思わず溢れ落ちた吐息の甘えたような音に、恭平の表情が羞恥心に染まり歪む。それに気がついて眼を細めた仁聖が、囁くように熱っぽく耳元に言葉を溢した。

「……もう……動かしてほしいの?…………恭平。」

その言葉に硬く眼を閉じたまま、恭平は真っ赤になって強く首を横に振る。ところがその咄嗟の仕草に揺れた体に走った鋭い感覚に、恭平が更に大きく息を荒げると甘い喘ぎが放たれていた。その様子を眼に、仁聖はクスリと小さく笑みを溢す。少し意地悪い声で耳元で甘く囁き、そっと閉じられた綺麗な瞳を覆う瞼に軽い音を立てて唇を触れていく。

「動いて欲しくないんなら、何時までもこうしてるよ?俺は別にいいけど?」
「や…っ…うぅん!!?」

放った自分の声の反動に、快楽が電流のように背筋を走る。喘ぐ声を放ちながら恭平の体が仰け反り、その動きが更に次の反応を連鎖のように引き起こしていた。自分が身動ぎをした事で生まれた衝撃が、次の衝撃を繋いで連鎖反応をもたらしてしまう。恭平は焦ったように仁聖に潤んだ瞳を向けながら腕に指を絡ませて、ユラユラと腰が揺れる。自分の動作の反動で体が動き、それが衝動の連鎖を引き起こしたという事すら、既に恭平に知覚出来る世界のものではなくなろうとしていた。

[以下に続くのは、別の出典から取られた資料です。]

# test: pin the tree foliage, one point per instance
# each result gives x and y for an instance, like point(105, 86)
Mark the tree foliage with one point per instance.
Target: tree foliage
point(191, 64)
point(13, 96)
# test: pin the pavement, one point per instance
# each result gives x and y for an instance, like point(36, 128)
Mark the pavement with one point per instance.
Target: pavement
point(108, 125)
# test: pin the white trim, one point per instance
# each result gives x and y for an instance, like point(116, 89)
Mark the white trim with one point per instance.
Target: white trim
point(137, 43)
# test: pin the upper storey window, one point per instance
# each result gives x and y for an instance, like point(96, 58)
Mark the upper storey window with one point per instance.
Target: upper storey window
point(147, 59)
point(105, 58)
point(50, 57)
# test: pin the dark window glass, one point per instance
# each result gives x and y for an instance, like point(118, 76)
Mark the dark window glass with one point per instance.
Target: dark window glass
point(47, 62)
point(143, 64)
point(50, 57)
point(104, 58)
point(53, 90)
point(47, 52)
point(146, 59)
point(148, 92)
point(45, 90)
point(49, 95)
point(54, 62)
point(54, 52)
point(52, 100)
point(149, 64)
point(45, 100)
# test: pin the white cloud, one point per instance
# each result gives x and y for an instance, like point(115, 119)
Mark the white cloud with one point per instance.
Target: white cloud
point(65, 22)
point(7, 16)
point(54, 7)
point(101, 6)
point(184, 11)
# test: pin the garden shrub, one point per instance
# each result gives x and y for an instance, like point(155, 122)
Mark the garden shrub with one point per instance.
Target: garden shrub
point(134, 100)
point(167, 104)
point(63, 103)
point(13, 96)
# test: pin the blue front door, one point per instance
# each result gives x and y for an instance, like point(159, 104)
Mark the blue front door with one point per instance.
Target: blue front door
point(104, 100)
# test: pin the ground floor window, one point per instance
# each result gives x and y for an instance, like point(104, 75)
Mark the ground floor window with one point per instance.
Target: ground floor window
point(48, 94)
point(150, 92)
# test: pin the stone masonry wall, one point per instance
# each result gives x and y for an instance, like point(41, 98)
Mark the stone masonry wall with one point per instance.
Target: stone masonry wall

「あぅっ……や、ぁ…………これ、んんんっ!じんせ…っ!」
「俺は動いてないよ?……恭平が自分で動いてるんだよ?気持ちいいの?」

微かに汗ばんだ額からサラリと艶やかな黒髪を撫でる指の下で、恭平は何を答えたら良いのか分からなくて必死に頭を振る。恭平自身の止められない体を揺するようなしなやかな体の動きを身体で直に感じながら、仁聖はうっとりと恥態を曝す恭平を見つめた。望んでいたものを目の前にして、望んでいた以上に鮮やかで甘美な快感。初めて触れた全てと繋がった部分から激しく沸き起こり、微かに息が熱を持って湿っていくのが分かった。

あぁ…………、…恭平………綺麗で可愛い……

緩々と自ら腰をうねらせてしまう状況に、身悶える綺麗で酷く官能的な姿。それを見つめて堪えきれなくなった仁聖は、ハッと一瞬激しい息を吐いて細い腰を掴み引き寄せるようにして思い切りズンと腰を突き上げていた。

「ああああぁぁああっ!!」
「恭………平…っ!もう…っ!………もう俺も、限界っ!動くよ?!」

激しく突き込まれた熱がズルッと引き抜かれ、再び熱を放ちながらガンと埋め込まれていく。とてつもない衝撃に腕の中の体は、無意識に仰け反り逃れようともがく。それを力一杯両手で引き寄せながら仁聖は何度も何度もその行為を音を立てて繰り返す。言葉にならない悲鳴が擦れてやがて鋭く短い吐息のような音に変わっていく。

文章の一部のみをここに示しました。